Allenfalls gab’s einen Riß. Arthur ist auf Lanzelot angewiesen, er braucht ihn
’als Kommandeur, als Befehlshaber seiner Truppen. Daher stammt seine Macht –
weil jedermann weiß, daß gegen nackte Gewalt niemand ankann. Aber wenn wir
einen hübschen kleinen Krach zwischen ihnen anzetteln könnten, wegen der
Königin, dann würde ihre Macht in zwei Teile zerbrechen. Und dann käme der
Zeitpunkt für die Politik. Dann käme der Zeitpunkt für die Unzufriedenen: für
die Gammler und die Kommunisten und die Nationalisten und all das Gesindel.

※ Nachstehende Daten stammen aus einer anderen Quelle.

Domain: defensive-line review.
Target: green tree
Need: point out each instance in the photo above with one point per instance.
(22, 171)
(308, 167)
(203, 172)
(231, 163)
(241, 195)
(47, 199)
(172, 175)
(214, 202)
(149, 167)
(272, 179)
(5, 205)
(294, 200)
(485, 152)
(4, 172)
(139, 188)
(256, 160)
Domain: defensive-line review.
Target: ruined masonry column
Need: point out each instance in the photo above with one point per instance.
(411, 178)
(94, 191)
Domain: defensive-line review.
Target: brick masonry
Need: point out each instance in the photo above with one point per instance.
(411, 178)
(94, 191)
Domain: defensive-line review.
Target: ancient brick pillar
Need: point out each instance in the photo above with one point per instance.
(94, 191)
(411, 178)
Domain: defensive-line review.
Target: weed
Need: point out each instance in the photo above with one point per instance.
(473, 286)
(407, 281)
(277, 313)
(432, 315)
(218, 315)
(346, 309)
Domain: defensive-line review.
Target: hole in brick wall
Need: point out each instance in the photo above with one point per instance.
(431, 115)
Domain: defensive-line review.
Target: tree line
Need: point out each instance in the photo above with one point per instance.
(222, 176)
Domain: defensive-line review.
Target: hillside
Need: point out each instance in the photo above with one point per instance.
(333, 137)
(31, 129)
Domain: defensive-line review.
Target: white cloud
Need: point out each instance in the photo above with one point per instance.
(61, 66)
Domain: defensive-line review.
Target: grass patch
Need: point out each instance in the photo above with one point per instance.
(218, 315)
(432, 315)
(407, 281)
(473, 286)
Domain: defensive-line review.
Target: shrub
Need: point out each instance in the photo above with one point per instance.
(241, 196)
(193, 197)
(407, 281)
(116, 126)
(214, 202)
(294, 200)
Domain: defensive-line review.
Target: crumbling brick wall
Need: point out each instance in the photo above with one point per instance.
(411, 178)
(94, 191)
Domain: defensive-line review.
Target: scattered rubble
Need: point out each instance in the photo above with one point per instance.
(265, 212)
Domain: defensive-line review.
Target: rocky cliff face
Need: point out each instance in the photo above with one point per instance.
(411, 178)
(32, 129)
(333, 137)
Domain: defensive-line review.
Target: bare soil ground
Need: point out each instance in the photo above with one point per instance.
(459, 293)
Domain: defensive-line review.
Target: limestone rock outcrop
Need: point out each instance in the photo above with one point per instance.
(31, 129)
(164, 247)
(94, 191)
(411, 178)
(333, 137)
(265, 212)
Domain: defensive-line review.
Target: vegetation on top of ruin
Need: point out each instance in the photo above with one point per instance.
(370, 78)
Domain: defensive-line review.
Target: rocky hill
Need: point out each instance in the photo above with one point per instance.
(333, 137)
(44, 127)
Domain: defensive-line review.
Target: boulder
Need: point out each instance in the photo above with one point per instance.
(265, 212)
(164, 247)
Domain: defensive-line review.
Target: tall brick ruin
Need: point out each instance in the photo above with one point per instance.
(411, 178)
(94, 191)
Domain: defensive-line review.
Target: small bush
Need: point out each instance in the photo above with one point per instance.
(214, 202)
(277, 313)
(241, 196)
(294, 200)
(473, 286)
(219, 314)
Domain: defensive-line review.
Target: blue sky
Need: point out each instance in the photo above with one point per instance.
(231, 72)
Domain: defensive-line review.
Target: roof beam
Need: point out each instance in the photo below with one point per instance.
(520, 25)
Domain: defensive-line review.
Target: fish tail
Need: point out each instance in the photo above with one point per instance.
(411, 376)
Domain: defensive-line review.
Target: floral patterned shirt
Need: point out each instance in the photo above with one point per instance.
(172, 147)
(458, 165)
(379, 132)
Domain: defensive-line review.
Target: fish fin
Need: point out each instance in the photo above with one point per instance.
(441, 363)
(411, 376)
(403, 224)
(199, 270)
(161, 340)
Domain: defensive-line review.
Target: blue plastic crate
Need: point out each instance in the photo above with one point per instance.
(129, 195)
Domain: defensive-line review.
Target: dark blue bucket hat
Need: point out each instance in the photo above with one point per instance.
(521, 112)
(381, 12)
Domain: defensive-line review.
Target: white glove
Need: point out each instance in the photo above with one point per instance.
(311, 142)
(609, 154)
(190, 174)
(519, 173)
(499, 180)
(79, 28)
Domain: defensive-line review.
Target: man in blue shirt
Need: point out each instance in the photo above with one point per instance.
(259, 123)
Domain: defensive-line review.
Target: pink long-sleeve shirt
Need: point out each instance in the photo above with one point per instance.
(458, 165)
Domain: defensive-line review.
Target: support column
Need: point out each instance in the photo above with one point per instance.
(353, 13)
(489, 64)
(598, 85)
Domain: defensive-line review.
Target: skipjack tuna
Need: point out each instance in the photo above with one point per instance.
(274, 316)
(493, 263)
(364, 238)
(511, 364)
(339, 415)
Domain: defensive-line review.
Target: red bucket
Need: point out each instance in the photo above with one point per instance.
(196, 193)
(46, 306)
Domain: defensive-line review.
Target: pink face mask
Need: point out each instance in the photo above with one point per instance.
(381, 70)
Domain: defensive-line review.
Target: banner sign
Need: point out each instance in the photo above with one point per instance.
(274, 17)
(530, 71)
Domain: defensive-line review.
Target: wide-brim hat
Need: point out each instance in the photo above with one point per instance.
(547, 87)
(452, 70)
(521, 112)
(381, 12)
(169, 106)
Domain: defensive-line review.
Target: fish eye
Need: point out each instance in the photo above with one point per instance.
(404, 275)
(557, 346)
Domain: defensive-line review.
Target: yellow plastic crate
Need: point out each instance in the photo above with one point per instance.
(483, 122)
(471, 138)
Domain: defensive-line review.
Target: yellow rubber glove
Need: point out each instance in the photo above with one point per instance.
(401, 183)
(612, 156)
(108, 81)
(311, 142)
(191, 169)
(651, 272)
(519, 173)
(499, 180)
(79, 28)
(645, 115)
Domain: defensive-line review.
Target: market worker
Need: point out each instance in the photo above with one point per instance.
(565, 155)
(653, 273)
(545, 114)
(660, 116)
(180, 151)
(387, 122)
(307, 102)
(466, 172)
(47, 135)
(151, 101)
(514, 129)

Dann käme der Zeitpunkt für deine berühmte Rache.«
    »Wir könnten sie zerschlagen, weil sie
untereinander zerstritten sind.«
    »Aber es bedeutet noch mehr.«
    »Es bedeutet, daß die Cornwalls wegen
Großvater quitt sind, und ich wegen Mutter…«
    »… nicht, indem wir Gewalt gegen Gewalt
setzen, sondern indem wir unsern Verstand benutzen.«
    »Das heißt, daß ich mich an dem Manne
rächen könnte, der mich als kleines Kind hat ersäufen wollen…«
    »… indem wir uns zuerst an den Prahlhans
machen und dann ein bißchen vorsichtig sind.«
    »An unsern berühmten…«
    »… Sir Lanzelot!«
     
    Die Situation – vielleicht zum letzten Mal
sei daran erinnert – war die, daß Arthurs Vater den Grafen von Cornwall getötet
hatte. Er hatte den Mann getötet, weil ihn nach dessen Weib gelüstete. In der
Nacht, da der Earl getötet worden war, hatte die unglückliche Gräfin einen Sohn
empfangen, nämlich Arthur. Da dieser zu früh geboren wurde, nach Maßgabe der
gültigen Konventionen wie Trauerfrist, Heirat und so weiter, gab man ihn
insgeheim bei Sir Ector vom Forest Sauvage in Pflege. Dort war er aufgewachsen,
ohne seine Herkunft zu kennen, bis er sich als Jüngling von neunzehn Lenzen mit
Morgause einließ, ohne zu wissen, daß sie eine seiner Halbschwestern, eine
Tochter der Gräfin und des ermordeten Grafen, war. Diese Halbschwester –
bereits Mutter von vier Söhnen: Gawaine, Agravaine, Gaheris und Gareth – war
doppelt so alt wie der junge König, und sie hatte ihn mit Erfolg verführt. Das
Ergebnis dieser Verbindung war Mordred, der von seiner Mutter in der rauhen
Abgeschiedenheit der Äußeren Inseln großgezogen wurde. Er war deshalb allein
mit Morgause aufgewachsen, weil er so viel jünger war als die andern. Die
Brüder waren bereits ausgeflogen und an den Hof des Königs geeilt – vom Ehrgeiz
getrieben, weil’s der größte Hof der Welt war, oder schlicht aus dem Grund,
weil sie ihrer Mutter entkommen wollten. Mordred war übriggeblieben, und ihn beherrschte
sie – mit ihrem angestammten Groll gegen den König und ihrem ureigenen Mißmut.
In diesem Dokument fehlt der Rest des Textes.